The Internet is becoming awash in words and images generated by artificial intelligence.
Sam Altman, OpenAI’s CEO, wrote in February that the company generated about 100 billion words per day – 1 million novels’ worth of text, every day, an unknown share of which finds its way onto the Internet.
AI-generated text may show up as a restaurant review, a dating profile or a social media post. And it may show up as a news article, too: NewsGuard, a website that tracks online misinformation, recently identified over a thousand websites that churn out error-prone AI-generated news articles.
In reality, with no foolproof methods to detect this kind of content, much will simply remain undetected.
All this AI-generated information can make it harder for us to know what’s real. And it also poses a problem for AI companies as they develop more and more powerful models, which involve digesting volumes of data so vast that they are approaching the size of the Internet itself.
As these companies trawl the web for new data to train their next models on – an increasingly challenging task – they’re likely to ingest some of their own AI-generated content, creating an unintentional feedback loop in which what was once the output from one AI becomes the input for another.
In the long run, this cycle may pose a threat to AI itself. Research has shown that when generative AI is trained on a lot of its own output, it can get a lot worse.
Imagine a chatbot offering medical advice that is trained on medical conditions that were “hallucinated” by a previous AI – or one that offers legal advice trained on fictitious rulings that it encountered online. While this is a simplified example, it illustrates a problem on the horizon.
Just as a copy of a copy can drift away from the original, when generative AI is trained on its own content, its output can also drift away from reality, growing further apart from the original data that it was intended to imitate.

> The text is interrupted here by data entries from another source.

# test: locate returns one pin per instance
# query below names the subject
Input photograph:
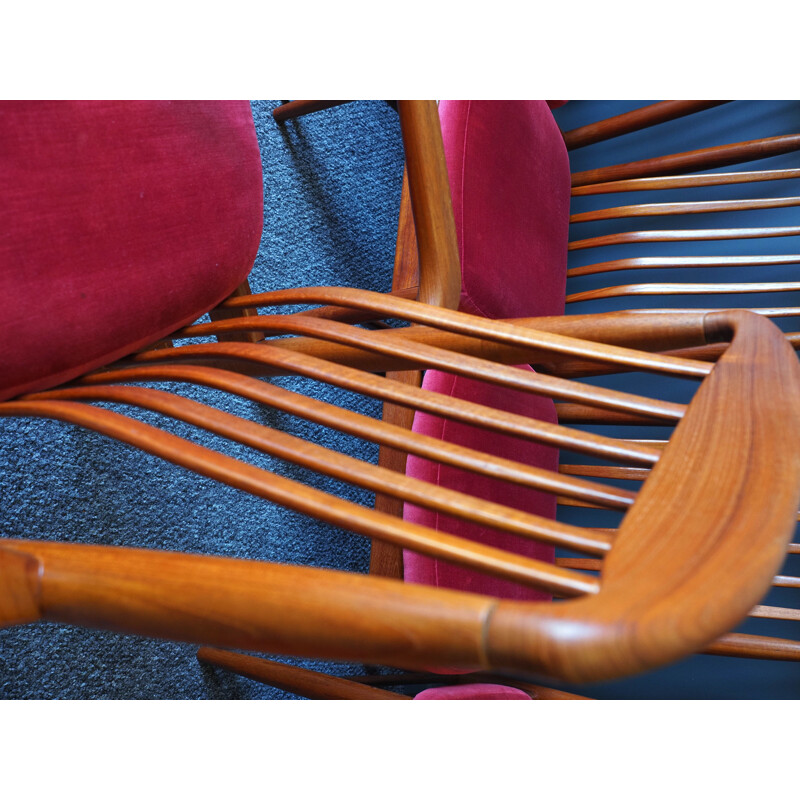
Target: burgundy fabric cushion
(510, 183)
(434, 572)
(473, 691)
(121, 221)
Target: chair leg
(314, 685)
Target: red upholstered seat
(510, 181)
(121, 221)
(473, 691)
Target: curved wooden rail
(693, 207)
(692, 161)
(635, 120)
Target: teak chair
(647, 176)
(695, 552)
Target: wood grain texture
(697, 516)
(692, 207)
(305, 682)
(674, 602)
(434, 224)
(683, 262)
(692, 161)
(685, 181)
(698, 235)
(298, 108)
(635, 120)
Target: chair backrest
(121, 222)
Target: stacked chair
(497, 592)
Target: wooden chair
(642, 177)
(697, 517)
(689, 257)
(696, 551)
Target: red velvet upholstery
(510, 181)
(122, 221)
(473, 691)
(433, 572)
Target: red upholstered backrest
(473, 691)
(510, 183)
(121, 221)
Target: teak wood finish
(661, 176)
(694, 553)
(697, 516)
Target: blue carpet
(331, 198)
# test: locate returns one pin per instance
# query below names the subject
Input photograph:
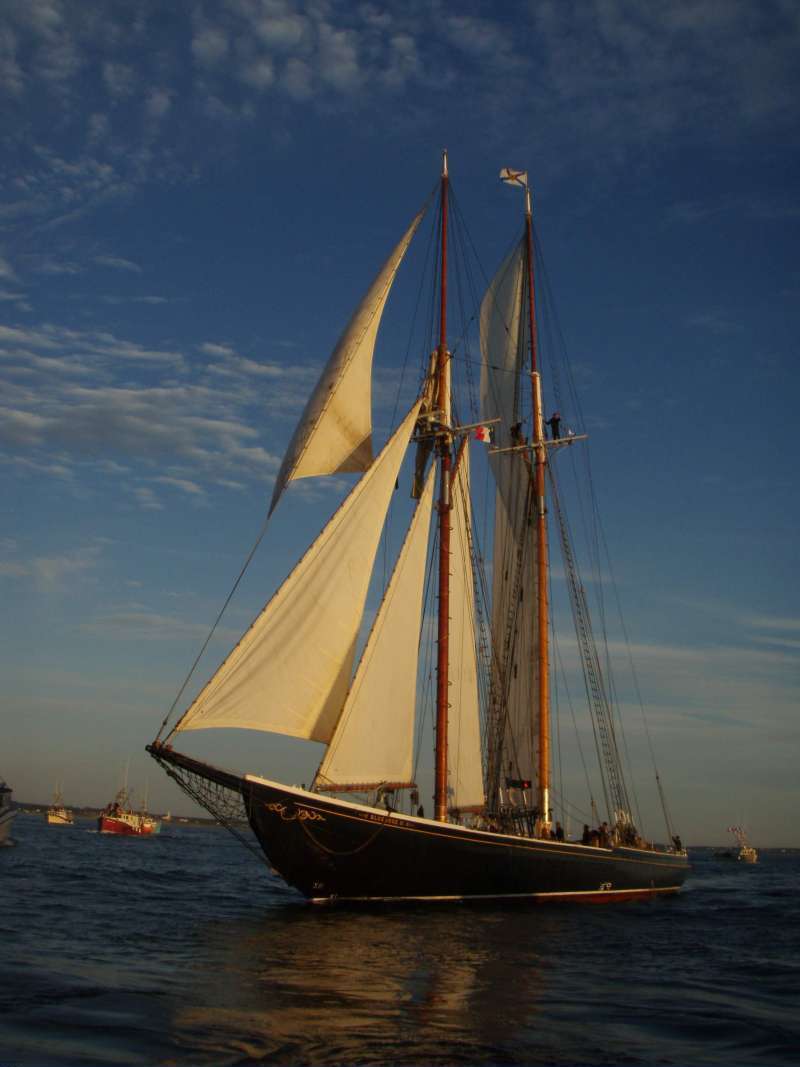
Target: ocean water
(184, 949)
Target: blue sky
(194, 196)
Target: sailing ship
(57, 813)
(8, 811)
(120, 817)
(358, 831)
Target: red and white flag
(514, 177)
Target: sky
(193, 197)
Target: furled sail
(291, 670)
(464, 762)
(335, 431)
(373, 739)
(513, 614)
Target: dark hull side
(332, 849)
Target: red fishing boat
(118, 817)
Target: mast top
(511, 177)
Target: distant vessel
(746, 854)
(57, 813)
(118, 817)
(6, 812)
(493, 833)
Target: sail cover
(335, 431)
(513, 608)
(373, 741)
(291, 670)
(464, 764)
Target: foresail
(335, 431)
(513, 615)
(500, 324)
(373, 739)
(291, 670)
(464, 763)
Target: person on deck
(555, 424)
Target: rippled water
(182, 949)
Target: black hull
(332, 850)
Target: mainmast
(540, 452)
(443, 447)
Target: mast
(443, 403)
(541, 522)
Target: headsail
(374, 737)
(465, 766)
(291, 670)
(335, 431)
(513, 615)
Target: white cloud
(209, 46)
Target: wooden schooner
(358, 832)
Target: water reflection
(405, 986)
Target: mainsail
(334, 434)
(291, 670)
(513, 615)
(464, 763)
(373, 739)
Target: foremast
(542, 568)
(445, 461)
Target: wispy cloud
(52, 573)
(117, 263)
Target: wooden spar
(541, 576)
(443, 370)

In a paper published in July in the journal Nature, a group of researchers in Britain showed how this process results in a narrower range of AI output over time – an early stage of what they called “model collapse.”
If only some of the training data were AI-generated, the decline would be slower or more subtle. But it would still occur, researchers say, unless the synthetic data was complemented with a lot of new, real data.

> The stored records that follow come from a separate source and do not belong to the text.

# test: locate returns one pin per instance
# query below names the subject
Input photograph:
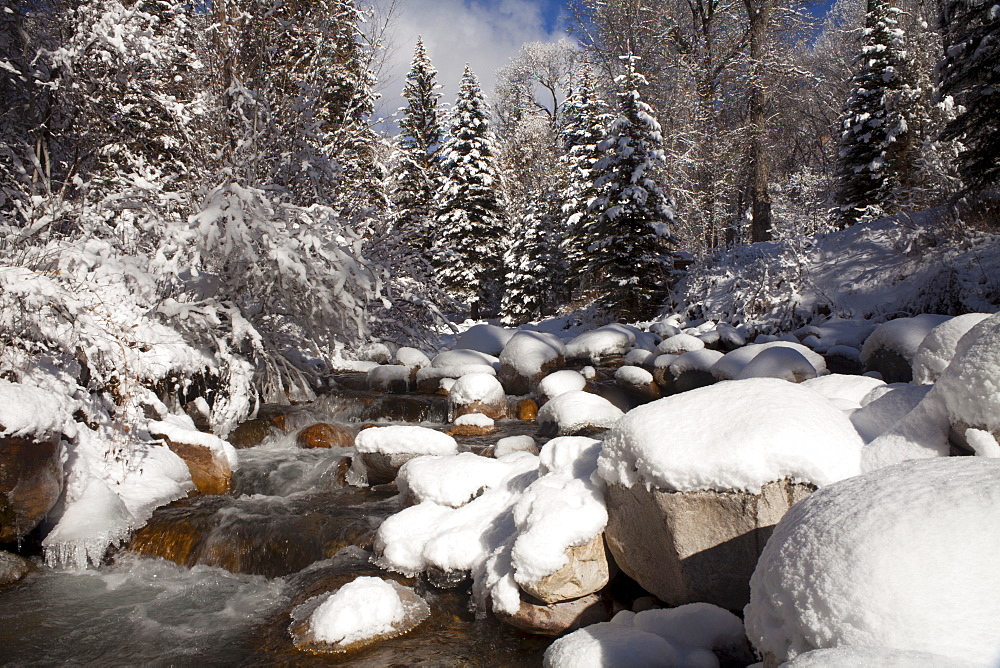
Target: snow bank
(736, 435)
(970, 386)
(563, 508)
(561, 382)
(732, 364)
(405, 439)
(27, 411)
(602, 342)
(473, 387)
(897, 558)
(682, 636)
(680, 344)
(527, 352)
(488, 339)
(574, 410)
(449, 480)
(365, 609)
(902, 335)
(937, 349)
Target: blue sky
(484, 33)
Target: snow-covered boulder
(696, 482)
(689, 635)
(937, 349)
(527, 358)
(731, 365)
(360, 613)
(560, 382)
(894, 558)
(383, 450)
(484, 338)
(680, 344)
(575, 411)
(477, 393)
(891, 348)
(638, 383)
(394, 378)
(600, 343)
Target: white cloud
(483, 33)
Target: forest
(205, 214)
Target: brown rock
(210, 471)
(586, 572)
(31, 480)
(686, 547)
(557, 618)
(13, 568)
(325, 435)
(527, 409)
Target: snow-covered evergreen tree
(632, 217)
(468, 253)
(875, 143)
(585, 121)
(970, 73)
(416, 173)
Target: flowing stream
(213, 579)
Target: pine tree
(586, 118)
(874, 162)
(970, 73)
(633, 218)
(470, 215)
(417, 163)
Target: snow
(778, 362)
(364, 609)
(731, 364)
(574, 410)
(474, 420)
(528, 352)
(680, 344)
(601, 342)
(563, 508)
(736, 435)
(488, 339)
(841, 387)
(895, 558)
(412, 358)
(32, 412)
(463, 358)
(405, 439)
(510, 444)
(633, 375)
(473, 387)
(971, 384)
(561, 382)
(937, 349)
(682, 636)
(902, 335)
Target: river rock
(586, 572)
(686, 547)
(31, 480)
(557, 618)
(325, 435)
(13, 568)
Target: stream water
(213, 579)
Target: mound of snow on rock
(736, 435)
(897, 558)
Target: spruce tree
(417, 171)
(970, 73)
(632, 218)
(470, 222)
(586, 117)
(874, 160)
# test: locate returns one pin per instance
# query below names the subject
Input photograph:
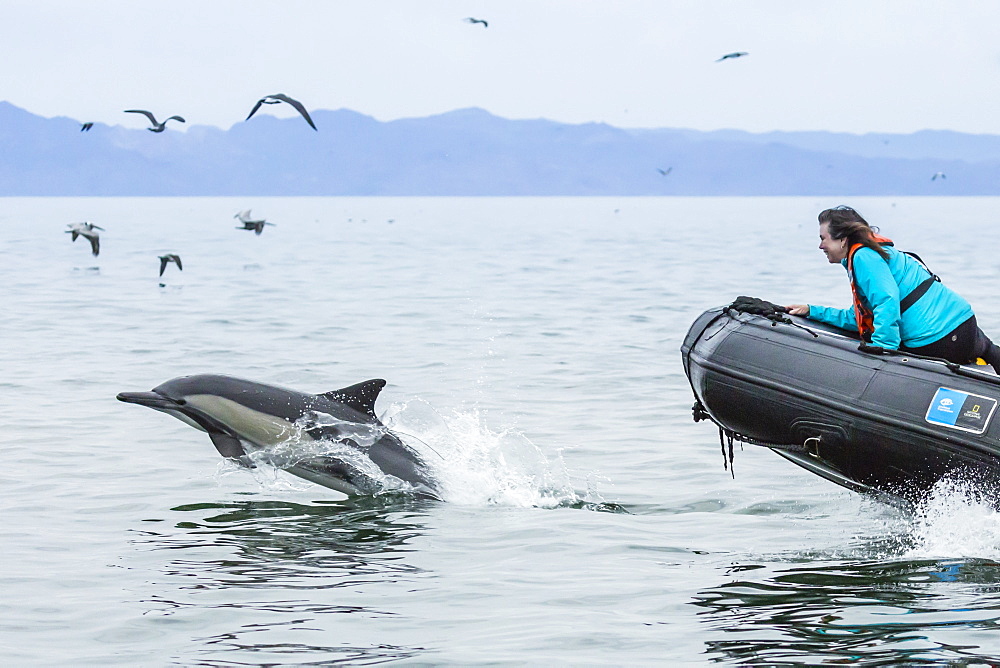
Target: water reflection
(908, 612)
(282, 583)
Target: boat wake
(956, 520)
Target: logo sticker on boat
(961, 410)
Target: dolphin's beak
(151, 399)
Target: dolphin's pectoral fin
(230, 448)
(360, 397)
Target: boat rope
(727, 437)
(773, 312)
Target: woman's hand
(798, 309)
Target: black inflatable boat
(891, 425)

This problem is not just confined to text. Another team of researchers at Rice University studied what would happen when the kinds of AI that generate images are repeatedly trained on their own output – a problem that could already be occurring as AI-generated images flood the web.

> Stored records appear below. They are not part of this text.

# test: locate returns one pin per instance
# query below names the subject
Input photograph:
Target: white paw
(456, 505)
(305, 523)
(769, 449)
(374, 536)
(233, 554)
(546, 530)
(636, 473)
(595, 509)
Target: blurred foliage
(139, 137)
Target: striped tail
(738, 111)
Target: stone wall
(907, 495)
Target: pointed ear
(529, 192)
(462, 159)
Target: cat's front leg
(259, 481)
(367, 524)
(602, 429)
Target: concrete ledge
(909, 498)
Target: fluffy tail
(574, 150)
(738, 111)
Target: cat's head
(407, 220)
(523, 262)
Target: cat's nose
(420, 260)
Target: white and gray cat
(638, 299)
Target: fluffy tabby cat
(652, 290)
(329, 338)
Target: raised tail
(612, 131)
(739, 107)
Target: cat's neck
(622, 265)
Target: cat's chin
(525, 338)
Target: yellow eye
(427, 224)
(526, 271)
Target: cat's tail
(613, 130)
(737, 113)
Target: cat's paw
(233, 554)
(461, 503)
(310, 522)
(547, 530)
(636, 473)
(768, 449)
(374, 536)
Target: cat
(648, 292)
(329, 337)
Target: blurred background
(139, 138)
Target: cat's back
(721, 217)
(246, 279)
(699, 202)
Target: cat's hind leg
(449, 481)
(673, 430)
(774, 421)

They found that glitches and image artifacts started to build up in the AI’s output, eventually producing distorted images with wrinkled patterns and mangled fingers.
“You’re kind of drifting into parts of the space that are like a no-fly zone,” said Richard Baraniuk, a professor at Rice who led the research on AI image models.
The researchers found that the only way to stave off this problem was to ensure that the AI was also trained on a sufficient supply of new, real data.
While selfies are certainly not in short supply on the Internet, there could be categories of images where AI output outnumbers genuine data, they said.
For example, AI-generated images in the style of Vincent van Gogh could outnumber actual photographs of van Gogh paintings in AI’s training data, and this may lead to errors and distortions in future AI output in that style. (The researchers said these problems are hard to identify early on, in part because the leading AI models are closed to outside scrutiny.)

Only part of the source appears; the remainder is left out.